Last year, more than 1.1 million people fled to Europe from places like Syria, Afghanistan and Iraq. More than 163,000 refugees applied for asylum in Sweden in 2015. (In Europe, only Germany — with nearly 10 times Sweden’s population — received more requests, according to the United Nations.)
Tiny Finland, with just 5.5 million people, reported 32,000 asylum seekers in 2015 versus 3,651 applicants the year before.
Migrants are a burden on countries offering comprehensive welfare services ranging from guaranteed housing to universal health care. All services depend on taxes paid by residents with steady jobs. So it’s to everyone’s benefit when asylum seekers find work quickly.

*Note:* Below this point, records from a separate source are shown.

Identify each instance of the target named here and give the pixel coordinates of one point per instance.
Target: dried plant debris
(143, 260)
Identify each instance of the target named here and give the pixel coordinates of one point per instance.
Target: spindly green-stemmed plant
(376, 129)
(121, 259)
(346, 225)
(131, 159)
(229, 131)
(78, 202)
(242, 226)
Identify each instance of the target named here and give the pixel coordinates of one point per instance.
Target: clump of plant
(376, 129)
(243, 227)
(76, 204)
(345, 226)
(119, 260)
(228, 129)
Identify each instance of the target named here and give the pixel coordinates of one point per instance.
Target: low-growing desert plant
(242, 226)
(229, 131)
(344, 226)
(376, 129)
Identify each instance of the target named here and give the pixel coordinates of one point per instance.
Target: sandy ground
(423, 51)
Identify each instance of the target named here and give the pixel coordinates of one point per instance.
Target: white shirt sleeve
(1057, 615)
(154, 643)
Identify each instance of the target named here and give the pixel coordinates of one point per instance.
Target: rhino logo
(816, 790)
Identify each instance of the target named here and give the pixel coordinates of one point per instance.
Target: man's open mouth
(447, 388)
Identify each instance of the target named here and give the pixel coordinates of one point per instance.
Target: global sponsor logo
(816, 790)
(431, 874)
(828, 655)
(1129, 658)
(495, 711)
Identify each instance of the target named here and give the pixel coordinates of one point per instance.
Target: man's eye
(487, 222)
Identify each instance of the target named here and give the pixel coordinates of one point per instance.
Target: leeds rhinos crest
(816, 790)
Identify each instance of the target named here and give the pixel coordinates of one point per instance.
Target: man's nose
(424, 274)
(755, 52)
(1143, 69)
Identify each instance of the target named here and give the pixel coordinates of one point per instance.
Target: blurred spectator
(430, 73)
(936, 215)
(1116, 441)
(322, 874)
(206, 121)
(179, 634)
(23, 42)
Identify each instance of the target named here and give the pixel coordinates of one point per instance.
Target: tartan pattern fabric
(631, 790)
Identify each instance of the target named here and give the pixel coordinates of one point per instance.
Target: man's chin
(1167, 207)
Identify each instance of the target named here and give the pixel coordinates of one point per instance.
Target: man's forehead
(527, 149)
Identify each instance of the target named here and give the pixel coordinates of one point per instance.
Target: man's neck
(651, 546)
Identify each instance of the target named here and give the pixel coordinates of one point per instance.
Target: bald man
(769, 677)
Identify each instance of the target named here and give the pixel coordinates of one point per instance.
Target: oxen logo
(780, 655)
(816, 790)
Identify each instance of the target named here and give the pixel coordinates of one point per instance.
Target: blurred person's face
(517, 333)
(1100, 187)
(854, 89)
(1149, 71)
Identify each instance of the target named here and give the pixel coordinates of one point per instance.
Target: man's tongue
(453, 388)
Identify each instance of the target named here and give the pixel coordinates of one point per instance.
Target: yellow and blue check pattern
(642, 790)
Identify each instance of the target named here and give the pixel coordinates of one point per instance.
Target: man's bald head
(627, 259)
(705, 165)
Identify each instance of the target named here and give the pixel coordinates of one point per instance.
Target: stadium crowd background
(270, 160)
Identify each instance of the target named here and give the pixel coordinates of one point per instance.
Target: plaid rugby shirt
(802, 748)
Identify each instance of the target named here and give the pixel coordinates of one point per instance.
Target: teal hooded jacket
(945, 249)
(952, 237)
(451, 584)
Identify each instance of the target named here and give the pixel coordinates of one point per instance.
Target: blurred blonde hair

“Dish” Eldishnawy, founder of Finnish big data company Floralytics, recently co-moderated Newcomer Bootcamp — a one-day course for refugees from Syria, Iraq and Somalia on setting up and running businesses in Finland and Western Europe. The course, held in Helsinki, was just one of a series of conferences, workshops and hackathons organized by Techfugees, a nonprofit social enterprise that describes itself as “a tech community response to the needs of refugees.”
About 250 miles away in Stockholm, Johan Engstrom founded Sync Accelerator, a private recruitment agency matching technically proficient refugees with Swedish companies that need their skills. (Think of Sync Accelerator as a sort of Swedish LinkedIn that’s focused exclusively on integrating highly educated newly arrived refugees into the Swedish labor market.)